Siccome noi qualcosa sappiamo sul percorso culturale-filosofico con il quale si arriva alla famosa frase sulle “colpe dei padri che non possono ricadere sui figli” qualche pensiero ci percorre quando dobbiamo parlare di figli, fratelli, cognati, zii, cugini, eccetera, di camorristi più o meno noti.

Di solito abbiamo risolto la questione nei seguenti termini: se nelle nostre cronache incrociamo un parente o un affine di un boss, di un ras, che svolge funzioni pubbliche, che ricopre cariche istituzionali o politiche o che ancora è titolare di rapporti economici con i Comuni e con gli altri enti pubblici del territorio, ci domandiamo se il soggetto in questione, avendo legittimamente deciso di operare e trascorrere la propria vita nello stesso paese, nella stessa città in cui suo padre, suo fratello, suo cugino eccetera “hanno fatto la camorra”, dove hanno ammazzato, minacciato, installato ordigni, sparato contro saracinesche e vetrine, abbia mai espresso, ovviamente senza rinnegare l’affetto che a prescindere può legare ognuno ad un congiunto, al di là delle colpe del medesimo, parole di condanna e presa di distanza rispetto alle esperienze e alle scelte di vita di un proprio parente.
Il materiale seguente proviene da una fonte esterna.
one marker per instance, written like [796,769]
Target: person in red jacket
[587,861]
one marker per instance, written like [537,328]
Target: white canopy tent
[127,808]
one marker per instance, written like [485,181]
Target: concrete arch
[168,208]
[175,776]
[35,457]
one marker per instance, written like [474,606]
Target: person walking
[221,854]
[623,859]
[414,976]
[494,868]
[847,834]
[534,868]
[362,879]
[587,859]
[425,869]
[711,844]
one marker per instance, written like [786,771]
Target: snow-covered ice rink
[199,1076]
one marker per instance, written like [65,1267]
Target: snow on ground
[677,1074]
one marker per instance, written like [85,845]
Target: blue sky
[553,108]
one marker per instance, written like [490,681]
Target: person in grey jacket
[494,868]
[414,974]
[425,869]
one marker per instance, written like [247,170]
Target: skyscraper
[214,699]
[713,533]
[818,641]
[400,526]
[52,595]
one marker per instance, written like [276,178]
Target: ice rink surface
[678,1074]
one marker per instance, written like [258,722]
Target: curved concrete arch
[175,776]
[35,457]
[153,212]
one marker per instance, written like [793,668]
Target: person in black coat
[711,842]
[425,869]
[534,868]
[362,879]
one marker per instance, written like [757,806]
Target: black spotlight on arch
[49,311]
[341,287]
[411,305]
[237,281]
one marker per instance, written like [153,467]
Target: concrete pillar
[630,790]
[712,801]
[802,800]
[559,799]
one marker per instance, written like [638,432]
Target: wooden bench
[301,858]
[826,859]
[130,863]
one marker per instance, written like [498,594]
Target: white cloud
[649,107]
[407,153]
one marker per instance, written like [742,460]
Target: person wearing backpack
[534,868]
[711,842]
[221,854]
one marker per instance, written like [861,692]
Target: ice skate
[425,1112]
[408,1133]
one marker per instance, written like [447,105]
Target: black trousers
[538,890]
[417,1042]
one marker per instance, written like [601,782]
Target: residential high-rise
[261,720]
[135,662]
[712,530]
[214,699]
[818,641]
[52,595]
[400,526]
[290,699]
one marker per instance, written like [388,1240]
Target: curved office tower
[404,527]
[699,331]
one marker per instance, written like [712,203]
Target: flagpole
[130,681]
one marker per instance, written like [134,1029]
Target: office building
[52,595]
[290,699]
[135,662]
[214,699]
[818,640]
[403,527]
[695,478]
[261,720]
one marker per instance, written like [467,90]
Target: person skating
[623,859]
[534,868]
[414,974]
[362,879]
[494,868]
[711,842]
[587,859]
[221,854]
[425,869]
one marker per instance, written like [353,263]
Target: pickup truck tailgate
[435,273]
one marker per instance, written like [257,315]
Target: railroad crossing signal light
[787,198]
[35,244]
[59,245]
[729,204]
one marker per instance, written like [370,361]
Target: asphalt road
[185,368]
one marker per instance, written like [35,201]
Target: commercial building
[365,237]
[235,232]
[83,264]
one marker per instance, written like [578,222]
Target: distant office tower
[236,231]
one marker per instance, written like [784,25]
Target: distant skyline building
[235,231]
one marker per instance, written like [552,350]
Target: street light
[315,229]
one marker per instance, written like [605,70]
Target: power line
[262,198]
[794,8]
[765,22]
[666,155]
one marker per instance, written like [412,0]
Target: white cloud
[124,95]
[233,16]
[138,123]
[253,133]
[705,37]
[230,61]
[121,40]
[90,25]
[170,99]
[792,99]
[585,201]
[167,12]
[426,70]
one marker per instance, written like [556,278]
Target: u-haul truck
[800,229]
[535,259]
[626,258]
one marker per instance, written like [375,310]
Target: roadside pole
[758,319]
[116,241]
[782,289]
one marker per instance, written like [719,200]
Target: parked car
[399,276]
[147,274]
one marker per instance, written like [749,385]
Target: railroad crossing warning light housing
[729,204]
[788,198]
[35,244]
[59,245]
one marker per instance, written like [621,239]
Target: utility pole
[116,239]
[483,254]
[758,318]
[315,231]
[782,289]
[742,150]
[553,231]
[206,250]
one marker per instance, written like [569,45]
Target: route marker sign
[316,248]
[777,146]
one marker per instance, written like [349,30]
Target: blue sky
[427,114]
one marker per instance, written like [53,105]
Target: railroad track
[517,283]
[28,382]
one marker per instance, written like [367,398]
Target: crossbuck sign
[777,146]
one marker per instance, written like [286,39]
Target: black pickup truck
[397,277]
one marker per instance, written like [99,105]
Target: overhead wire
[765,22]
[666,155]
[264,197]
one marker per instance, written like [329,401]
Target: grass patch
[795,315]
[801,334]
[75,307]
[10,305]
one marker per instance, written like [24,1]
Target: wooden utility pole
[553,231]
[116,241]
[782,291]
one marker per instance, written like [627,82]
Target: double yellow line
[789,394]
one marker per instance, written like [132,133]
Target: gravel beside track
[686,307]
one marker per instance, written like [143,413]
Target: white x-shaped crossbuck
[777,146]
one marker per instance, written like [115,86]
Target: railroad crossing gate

Neanche per sbaglio è mai successo.

Neanche la cosiddetta eccezione che conferma la regola. Zero. La regola non è generalmente applicabile. Se un figlio di un boss o di un killer decide di trasferirsi altrove per ricostruire una trama esistenziale distinta e distante, allora non ha nessun obbligo materiale e morale di usare quantomeno le parole della dissociazione. Stesso discorso se decide, ripetiamo legittimamente, di rimanere a vivere a San Cipriano, a Casal di Principe, a Casapesenna, a Villa Literno, non partecipando però ad attività economiche che lo portano a concorrere all’aggiudicazione di gare d’appalto e dunque all’introito di danaro proveniente dalle casse pubbliche, dalle tasse pagate dai cittadini.

La dissociazione, l’intervento pubblico, la rinnegazione morale rispetto alle cose compiute da un padre, da un fratello, ecc., diventa invece strettamente necessaria, a nostro avviso irrinunciabile, nel momento in cui si hanno rapporti con la pubblica amministrazione in un contesto territoriale dove poi è legittimo nutrire il sospetto che quell’albero genealogico incida sul successo o sull’insuccesso (quasi sempre il successo) della propria attività professionale che si esplica in una fatturazione connotata spesso al 100% da importi corrisposti da comuni e altri enti locali.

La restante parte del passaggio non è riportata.